Michelstadt-Vielbrunn, Parkhotel 1970 (Bild: D. Bartetzko)

Manche Orte unterstützen das Gefühl der Zeitreise ganz handfest: In Vielbrunn bei Michelstadt wurde vor 20 Jahren ein Hotel stillgelegt. Die Ausstattung blieb – von der Deckenverkleidung über die Sitzgruppe bis zum Handtuchhalter – liebevoll gepflegt erhalten. Erst seit 2010 können die Räume wieder unter dem Namen Parkhotel 1970 für Übernachtungen, Feiern und Fotoshootings gebucht werden. Das Ursprungshaus, mitten im malerischen Fachwerkdörfchen, stammt aus dem 17. Jahrhundert. Im Jahr 1870 wurde erstmals eine Gastwirtschaft angemeldet – und das Hotel nach dem Krieg Stück für Stück erweitert. Vor einigen Jahren wurde das Anwesen aus dem Dornröschenschlaf geweckt. Inzwischen ist das Parkhotel 1970 beliebt für Oldtimerausfahrten und Fotoshootings.

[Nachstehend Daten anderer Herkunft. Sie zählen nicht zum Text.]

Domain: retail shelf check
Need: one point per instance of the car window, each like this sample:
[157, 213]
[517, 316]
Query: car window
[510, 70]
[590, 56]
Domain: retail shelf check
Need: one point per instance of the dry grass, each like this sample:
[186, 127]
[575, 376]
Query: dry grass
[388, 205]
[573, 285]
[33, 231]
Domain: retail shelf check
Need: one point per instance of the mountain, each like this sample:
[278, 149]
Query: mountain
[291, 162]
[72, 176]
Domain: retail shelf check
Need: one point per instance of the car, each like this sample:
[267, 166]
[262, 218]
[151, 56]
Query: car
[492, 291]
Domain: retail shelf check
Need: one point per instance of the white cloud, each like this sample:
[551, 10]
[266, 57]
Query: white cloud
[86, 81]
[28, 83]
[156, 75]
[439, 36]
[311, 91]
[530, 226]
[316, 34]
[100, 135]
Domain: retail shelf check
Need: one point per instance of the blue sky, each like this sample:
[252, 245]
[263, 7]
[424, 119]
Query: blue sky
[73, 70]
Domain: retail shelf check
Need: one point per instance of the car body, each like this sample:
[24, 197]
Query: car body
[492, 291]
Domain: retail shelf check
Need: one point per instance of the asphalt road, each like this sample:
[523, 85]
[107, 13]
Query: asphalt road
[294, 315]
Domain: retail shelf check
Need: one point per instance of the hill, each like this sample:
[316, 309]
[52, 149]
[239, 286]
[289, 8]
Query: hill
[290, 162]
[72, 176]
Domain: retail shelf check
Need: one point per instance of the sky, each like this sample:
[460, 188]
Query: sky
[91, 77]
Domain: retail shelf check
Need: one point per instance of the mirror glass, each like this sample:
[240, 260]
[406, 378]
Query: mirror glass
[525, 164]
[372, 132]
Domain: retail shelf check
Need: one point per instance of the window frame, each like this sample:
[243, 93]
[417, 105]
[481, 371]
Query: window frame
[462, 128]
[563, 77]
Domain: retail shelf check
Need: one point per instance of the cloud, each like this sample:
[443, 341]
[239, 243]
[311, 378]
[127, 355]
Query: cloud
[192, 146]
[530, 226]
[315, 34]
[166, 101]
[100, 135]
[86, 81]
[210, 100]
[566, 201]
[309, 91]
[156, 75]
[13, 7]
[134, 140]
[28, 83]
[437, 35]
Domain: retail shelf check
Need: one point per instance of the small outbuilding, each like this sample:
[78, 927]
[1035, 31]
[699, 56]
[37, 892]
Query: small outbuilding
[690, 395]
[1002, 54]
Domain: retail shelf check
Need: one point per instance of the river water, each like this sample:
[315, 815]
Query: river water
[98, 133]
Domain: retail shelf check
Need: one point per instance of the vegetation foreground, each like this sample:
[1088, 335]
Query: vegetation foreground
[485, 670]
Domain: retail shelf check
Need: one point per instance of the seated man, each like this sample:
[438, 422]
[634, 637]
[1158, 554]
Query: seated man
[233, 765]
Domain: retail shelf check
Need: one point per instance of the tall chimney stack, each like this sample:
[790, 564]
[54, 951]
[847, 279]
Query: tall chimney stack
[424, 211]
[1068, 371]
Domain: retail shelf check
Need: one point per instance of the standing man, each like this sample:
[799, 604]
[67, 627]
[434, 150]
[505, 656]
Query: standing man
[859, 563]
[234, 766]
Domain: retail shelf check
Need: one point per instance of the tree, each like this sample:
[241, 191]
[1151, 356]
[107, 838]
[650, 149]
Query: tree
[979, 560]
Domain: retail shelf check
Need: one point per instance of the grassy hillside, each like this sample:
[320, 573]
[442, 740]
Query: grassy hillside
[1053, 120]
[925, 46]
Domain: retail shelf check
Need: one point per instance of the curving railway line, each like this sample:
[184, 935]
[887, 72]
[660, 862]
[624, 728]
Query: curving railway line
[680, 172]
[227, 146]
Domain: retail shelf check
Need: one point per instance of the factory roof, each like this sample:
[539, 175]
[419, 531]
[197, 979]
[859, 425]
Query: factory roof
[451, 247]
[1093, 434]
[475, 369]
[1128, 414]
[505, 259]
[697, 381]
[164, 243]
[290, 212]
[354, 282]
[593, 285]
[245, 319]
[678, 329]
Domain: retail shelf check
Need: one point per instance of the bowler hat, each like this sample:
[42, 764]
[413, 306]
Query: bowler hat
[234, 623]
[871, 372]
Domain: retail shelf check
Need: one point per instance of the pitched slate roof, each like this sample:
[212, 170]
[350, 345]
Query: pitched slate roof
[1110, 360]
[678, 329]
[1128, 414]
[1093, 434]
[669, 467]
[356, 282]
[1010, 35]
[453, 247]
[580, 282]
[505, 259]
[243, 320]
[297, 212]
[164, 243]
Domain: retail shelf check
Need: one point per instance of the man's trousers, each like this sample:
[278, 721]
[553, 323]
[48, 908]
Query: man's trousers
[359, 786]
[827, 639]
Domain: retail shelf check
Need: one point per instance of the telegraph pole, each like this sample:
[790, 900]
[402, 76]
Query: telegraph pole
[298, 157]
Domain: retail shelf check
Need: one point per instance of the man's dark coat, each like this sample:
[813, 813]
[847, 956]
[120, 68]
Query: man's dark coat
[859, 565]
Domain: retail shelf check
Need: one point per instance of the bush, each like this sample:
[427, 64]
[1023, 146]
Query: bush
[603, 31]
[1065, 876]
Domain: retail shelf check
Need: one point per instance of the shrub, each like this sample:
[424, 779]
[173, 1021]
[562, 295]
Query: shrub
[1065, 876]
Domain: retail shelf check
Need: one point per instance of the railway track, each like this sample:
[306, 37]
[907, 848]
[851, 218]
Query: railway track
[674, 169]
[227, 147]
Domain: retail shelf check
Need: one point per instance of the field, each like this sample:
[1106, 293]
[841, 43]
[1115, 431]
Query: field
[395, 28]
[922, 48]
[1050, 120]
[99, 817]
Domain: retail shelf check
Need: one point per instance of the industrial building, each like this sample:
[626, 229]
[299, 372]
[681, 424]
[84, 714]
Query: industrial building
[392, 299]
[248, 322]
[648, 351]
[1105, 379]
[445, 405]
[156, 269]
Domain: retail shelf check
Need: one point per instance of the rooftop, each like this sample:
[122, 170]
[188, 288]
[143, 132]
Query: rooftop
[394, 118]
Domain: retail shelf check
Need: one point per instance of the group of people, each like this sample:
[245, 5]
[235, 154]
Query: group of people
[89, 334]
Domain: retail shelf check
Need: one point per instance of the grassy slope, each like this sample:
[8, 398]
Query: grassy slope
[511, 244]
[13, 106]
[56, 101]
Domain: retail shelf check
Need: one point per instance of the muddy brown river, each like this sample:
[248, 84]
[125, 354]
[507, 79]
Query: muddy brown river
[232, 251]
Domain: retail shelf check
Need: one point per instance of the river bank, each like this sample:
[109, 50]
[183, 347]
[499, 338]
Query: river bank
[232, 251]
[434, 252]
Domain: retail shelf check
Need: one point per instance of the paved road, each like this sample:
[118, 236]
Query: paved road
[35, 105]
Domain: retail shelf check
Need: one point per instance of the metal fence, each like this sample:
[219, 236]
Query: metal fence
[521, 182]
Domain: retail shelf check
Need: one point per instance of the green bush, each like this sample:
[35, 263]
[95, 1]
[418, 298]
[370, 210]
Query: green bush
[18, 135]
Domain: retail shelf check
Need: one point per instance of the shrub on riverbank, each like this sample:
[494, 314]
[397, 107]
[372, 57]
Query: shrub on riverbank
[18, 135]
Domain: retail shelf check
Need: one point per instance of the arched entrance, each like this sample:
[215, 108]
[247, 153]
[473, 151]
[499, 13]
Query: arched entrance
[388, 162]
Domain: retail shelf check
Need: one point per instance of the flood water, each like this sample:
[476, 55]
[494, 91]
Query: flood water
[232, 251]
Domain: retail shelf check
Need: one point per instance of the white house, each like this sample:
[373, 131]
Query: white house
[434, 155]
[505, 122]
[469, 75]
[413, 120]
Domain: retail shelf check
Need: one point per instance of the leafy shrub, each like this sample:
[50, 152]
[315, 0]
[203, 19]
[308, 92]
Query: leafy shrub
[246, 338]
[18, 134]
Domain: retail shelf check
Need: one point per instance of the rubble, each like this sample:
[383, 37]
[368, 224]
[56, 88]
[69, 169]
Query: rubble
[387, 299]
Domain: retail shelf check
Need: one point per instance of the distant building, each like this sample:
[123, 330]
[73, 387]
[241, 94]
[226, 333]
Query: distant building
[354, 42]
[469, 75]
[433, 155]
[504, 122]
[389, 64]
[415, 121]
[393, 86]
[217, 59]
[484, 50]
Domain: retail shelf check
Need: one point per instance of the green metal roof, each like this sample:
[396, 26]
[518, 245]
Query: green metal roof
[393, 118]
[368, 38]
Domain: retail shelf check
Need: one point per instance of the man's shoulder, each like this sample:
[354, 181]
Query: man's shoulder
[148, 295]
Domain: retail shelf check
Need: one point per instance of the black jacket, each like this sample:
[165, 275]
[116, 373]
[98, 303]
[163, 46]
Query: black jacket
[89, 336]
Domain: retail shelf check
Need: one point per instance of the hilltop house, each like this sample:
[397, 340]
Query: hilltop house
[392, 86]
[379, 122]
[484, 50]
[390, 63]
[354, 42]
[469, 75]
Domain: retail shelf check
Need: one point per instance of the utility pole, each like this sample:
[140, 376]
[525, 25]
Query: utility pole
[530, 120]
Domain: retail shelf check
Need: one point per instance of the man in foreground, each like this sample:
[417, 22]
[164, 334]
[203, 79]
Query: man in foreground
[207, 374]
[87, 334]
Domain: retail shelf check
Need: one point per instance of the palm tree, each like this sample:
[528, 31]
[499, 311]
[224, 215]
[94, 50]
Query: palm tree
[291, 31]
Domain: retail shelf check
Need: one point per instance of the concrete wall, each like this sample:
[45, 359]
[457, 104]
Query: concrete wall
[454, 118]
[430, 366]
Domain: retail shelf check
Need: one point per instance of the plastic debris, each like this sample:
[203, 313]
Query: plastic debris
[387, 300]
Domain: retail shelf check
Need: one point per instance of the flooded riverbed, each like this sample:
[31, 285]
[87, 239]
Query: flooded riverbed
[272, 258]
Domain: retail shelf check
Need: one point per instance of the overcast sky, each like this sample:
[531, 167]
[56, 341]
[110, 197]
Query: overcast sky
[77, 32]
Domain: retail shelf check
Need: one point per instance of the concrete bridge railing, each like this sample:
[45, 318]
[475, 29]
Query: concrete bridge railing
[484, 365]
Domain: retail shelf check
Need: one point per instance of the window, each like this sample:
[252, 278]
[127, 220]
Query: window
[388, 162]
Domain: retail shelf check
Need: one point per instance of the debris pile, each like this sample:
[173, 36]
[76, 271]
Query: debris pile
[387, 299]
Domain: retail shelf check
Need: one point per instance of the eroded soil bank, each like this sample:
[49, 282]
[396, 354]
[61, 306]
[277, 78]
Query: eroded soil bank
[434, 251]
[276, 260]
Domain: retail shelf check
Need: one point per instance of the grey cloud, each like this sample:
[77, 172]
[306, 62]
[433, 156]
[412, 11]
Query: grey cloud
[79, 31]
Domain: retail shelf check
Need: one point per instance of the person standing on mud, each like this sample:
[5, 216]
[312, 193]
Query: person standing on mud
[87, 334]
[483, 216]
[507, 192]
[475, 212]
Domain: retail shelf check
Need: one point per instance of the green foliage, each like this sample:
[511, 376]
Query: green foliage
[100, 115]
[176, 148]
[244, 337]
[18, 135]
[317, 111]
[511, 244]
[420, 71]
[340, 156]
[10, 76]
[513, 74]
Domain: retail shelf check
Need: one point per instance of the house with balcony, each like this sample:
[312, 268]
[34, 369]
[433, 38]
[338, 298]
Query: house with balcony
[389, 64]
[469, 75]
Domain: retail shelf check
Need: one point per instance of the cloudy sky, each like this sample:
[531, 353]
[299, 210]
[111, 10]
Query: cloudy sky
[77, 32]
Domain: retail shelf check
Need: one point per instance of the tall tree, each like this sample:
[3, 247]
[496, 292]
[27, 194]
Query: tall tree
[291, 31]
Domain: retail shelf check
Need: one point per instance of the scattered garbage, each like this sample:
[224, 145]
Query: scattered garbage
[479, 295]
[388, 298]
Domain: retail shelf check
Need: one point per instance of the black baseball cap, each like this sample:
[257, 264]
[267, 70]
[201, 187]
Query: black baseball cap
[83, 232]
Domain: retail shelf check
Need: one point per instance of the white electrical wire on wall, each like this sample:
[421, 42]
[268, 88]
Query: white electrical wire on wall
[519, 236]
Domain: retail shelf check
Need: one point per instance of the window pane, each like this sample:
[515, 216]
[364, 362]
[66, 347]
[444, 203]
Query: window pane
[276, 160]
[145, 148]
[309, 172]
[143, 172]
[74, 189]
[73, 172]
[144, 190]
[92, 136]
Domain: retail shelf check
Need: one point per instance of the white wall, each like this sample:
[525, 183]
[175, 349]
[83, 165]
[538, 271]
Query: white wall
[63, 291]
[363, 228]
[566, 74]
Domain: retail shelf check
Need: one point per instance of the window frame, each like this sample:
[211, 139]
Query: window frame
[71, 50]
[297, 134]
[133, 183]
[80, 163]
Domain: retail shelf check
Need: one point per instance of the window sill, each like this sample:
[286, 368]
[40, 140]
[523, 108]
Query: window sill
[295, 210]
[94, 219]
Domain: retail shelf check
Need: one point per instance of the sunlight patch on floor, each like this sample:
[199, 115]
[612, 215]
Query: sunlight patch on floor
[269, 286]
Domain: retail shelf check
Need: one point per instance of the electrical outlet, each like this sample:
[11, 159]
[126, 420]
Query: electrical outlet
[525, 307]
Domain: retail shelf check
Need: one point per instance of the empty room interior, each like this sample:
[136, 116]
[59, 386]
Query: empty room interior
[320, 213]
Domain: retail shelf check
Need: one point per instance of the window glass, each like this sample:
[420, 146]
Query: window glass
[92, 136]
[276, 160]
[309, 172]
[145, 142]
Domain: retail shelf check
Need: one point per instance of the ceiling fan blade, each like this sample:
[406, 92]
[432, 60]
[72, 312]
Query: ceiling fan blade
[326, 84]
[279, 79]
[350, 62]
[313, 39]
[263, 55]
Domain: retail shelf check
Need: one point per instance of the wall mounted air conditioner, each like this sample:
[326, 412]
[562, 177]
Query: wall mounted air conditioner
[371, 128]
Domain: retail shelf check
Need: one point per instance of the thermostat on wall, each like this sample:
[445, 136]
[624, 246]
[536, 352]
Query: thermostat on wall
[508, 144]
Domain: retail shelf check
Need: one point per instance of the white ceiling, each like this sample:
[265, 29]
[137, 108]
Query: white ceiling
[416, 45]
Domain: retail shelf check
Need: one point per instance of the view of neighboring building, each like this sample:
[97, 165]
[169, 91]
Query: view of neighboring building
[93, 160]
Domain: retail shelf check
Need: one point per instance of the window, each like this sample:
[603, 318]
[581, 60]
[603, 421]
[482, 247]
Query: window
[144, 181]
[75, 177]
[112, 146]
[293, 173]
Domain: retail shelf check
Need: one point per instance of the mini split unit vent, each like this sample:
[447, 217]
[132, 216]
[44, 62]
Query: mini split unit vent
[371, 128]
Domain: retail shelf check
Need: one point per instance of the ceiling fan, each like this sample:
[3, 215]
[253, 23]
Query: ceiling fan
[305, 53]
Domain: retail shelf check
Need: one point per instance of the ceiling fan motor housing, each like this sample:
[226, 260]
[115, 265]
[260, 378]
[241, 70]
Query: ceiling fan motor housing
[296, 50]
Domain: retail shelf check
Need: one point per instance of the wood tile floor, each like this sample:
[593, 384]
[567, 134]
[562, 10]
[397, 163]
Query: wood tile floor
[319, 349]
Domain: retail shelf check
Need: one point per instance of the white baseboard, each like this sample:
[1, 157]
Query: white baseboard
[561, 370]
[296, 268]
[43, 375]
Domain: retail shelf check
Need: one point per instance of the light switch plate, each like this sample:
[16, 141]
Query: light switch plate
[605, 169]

Phantasialand, Gondelbahn “1001 Nacht”, 1984 (Bild: Stefan Scheer, CC BY SA 3.0 oder GFDL)

Auch andere Anbieter der Naherholung wollen sich die neue Häuslichkeit zu Nutze zu machen – darunter Freizeitparks wie das Phantasialand, das sich ab 1967 aus einem Märchenpark heraus zur Parallelwelt entwickelt hatte. Seit den 1980er Jahren boten Themenfahrten wie die Gondelbahn “1001 Nacht” die Illusion einer Weltreise zum Tageseintritt. Im Sommer-Werbespot 2020 sieht man nun begeisterte Familien, adrett mit Mundnaseschutz ausgestattet, auf der Wildwest-Achterbahn oder im chinesischen Dorf. Hier könne man “Corona entfliehen” und den Kurzurlaub sogar im Themenhotel genießen. Wem die bundesdeutsche Variante von Disneyworld nicht behagt, der kann es im heimischen Freibad oder auf Brutalismus-Fototour versuchen. Es ist an der Zeit, eine neue Kindergeneration mit Kaffee-und-Kuchen-Ausflügen zu traumatisieren. (13.7.20)

Karin Berkemann

Titelmotiv: Wolfshagen, Nurda-Ferienhäuser (Bild: historische Postkarte, wohl 1970er Jahre)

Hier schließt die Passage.